On their seventh studio album, Enter The Mirror, Maserati have produced a partially exhilarating record which falls somewhere between Holy Fuck and aspects of Toto’s Dune soundtrack. These references may seem disparate, but they’re just two of a plethora that are evident in listening.
The album opens with the track “2020” that, unlike the year it’s named after, isn’t some sort of fissured schism in reality. Seriously, what the hell is going on? Is anyone looking into the role of the Large Hadron Collider and how we may have unknowingly slipped into the wrong space-time continuum since Prince’s/Bowie’s/Lemmy’s [delete as applicable] demise? Somebody should.
Anyway, Maserati start Enter the Mirror with drawn out synth lines, the sort that are at once soothing in their tone yet too acerbic in their pitch. We’re in 1980s sci-fi territory here, as washes of sound create a crescendo and sense of anticipation before a four-to-the-floor beat kicks in toward the end of the track, which is over almost before it begins. It’s the album’s prelude and segues perfectly into “A Warning in the Dark”, which uses Kraftwerk-esque robotic vocals over jittery arpeggios and reverb-soaked guitars that have more than a hint of INXS about them.
There’s not much wrong with wearing your influences on your sleeves as an artistic statement, but it can be a little wearisome for the culturally competent listener who spends a lot of their time unpicking and identifying the origins of the sounds rather than being totally immersed by the songs. Here, Maserati don’t so much hint at the influences as smack you between the ears with them, giving a degree of contrivance to the whole affair.

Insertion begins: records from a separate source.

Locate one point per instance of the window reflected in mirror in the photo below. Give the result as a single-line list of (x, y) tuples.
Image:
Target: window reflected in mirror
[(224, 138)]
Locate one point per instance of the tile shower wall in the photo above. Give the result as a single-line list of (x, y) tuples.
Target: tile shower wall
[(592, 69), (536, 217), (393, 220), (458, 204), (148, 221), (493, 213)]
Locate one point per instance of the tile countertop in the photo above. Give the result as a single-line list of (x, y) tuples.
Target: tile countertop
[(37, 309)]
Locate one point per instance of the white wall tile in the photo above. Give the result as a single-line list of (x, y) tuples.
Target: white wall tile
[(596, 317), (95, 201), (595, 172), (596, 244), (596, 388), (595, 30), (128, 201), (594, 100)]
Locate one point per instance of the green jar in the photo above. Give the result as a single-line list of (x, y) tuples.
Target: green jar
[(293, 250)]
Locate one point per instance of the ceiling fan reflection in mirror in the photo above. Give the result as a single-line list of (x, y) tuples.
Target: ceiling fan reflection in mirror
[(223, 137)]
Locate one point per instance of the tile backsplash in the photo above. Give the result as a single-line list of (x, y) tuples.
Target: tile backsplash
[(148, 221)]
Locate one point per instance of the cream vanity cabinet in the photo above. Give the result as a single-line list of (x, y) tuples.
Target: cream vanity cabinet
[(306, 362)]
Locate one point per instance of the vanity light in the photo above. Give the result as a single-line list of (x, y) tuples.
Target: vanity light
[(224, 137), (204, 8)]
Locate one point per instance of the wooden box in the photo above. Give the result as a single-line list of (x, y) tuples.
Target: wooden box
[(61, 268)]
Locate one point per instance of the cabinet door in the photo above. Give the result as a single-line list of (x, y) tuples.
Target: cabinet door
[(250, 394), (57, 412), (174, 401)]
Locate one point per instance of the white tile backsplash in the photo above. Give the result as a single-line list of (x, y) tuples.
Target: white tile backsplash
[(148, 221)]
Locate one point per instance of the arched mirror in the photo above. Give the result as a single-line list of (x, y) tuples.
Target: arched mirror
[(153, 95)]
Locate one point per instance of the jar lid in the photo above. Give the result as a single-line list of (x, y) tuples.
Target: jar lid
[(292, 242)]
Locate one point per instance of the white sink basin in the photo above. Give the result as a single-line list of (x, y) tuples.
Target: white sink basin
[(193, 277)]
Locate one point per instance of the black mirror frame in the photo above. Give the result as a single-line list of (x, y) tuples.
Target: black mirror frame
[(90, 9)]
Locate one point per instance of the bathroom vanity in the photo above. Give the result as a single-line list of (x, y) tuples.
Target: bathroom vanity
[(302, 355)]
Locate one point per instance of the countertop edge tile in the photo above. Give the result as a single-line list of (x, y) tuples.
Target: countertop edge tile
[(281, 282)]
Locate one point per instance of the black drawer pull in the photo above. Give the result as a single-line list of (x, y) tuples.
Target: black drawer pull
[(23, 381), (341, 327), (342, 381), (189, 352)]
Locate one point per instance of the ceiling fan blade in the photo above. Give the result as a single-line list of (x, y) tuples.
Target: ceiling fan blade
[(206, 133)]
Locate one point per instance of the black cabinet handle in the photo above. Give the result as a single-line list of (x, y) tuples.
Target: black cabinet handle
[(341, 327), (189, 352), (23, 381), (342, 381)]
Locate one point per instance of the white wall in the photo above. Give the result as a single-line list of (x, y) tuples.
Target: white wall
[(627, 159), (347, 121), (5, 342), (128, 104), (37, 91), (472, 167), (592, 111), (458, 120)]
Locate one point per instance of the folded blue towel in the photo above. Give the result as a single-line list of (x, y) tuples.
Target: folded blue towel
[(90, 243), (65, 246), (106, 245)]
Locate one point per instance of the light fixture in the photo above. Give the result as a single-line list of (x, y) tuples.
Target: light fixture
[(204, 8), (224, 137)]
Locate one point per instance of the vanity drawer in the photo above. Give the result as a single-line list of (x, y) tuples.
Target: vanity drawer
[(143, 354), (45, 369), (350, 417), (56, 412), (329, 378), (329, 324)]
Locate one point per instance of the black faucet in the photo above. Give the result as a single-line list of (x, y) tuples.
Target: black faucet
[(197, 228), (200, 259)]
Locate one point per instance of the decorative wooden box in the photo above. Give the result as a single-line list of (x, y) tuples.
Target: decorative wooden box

For an album as rich in texture as Enter The Mirror this is a shame, as the influences are much more than just nods or seals of intertextual approval and homage, but they often weigh down the music. In the same way that if you don’t know who Tears for Fears are then you could believe The 1975 to be wonderful songwriters, if the audience for Maserati’s music are entirely unaware of the sounds they are aping and relying upon then perhaps such things won’t serve as too much of an obstacle to full engagement and enjoyment.
Third track “Killing Time” is a belter. Spiralling guitar lines descend while the drums are beaten to within an inch of their lives. Producer John Congleton’s warm mix stands in contrast to the cold, machine-infused vocals and synths on the track, and it’s in the contrast between organic and inorganic, and the balance between the two, that the record comes into its own. It’s the first track on the album that doesn’t overtly and intrusively remind you of another record or band and that is a welcome relief.
The middle section of the record, from “Killing Time” to “Welcome to the Other Side”, is an exuberant rush with musical peaks a-plenty; each song is more dynamic and joyous than its immediate predecessor. Every song here builds to a euphoric crescendo, and it’s to Maserati’s credit that they can sustain this energy and elevate the listener. There is no playing around here – no nods to others and no need for a bricolage approach to songwriting.
Album closer “Wallwalker” is decent enough, but it also returns to Maserati’s tendency to sound like other bands, in this case the opening synth lines being too reminiscent of the intro to Queen’s “Radio Gaga” – which is a truly terrible, terrible song. Truly.
It’s a significant blemish for sure, and to be fair to Maserati they partially get out of that particular quagmire in the remainder of “Wallwalker”, which is quite an achievement in itself. By the halfway point of the eight-minute song a vocal sample enters the fray and we shift to techno territory, which is unexpected on an album laced with few genuine moments such as this. But, ultimately, “Wallwalker” does not reach the heights attained in the middle section of the album, leading to an unsatisfying denouement.
Overall, Enter the Mirror is an energetic and propulsive album that is emotionally stirring in places, but a little too sterile and anodyne in others. There is a feeling of contrivance in some of the songs here, but genuine joy and abandonment elsewhere.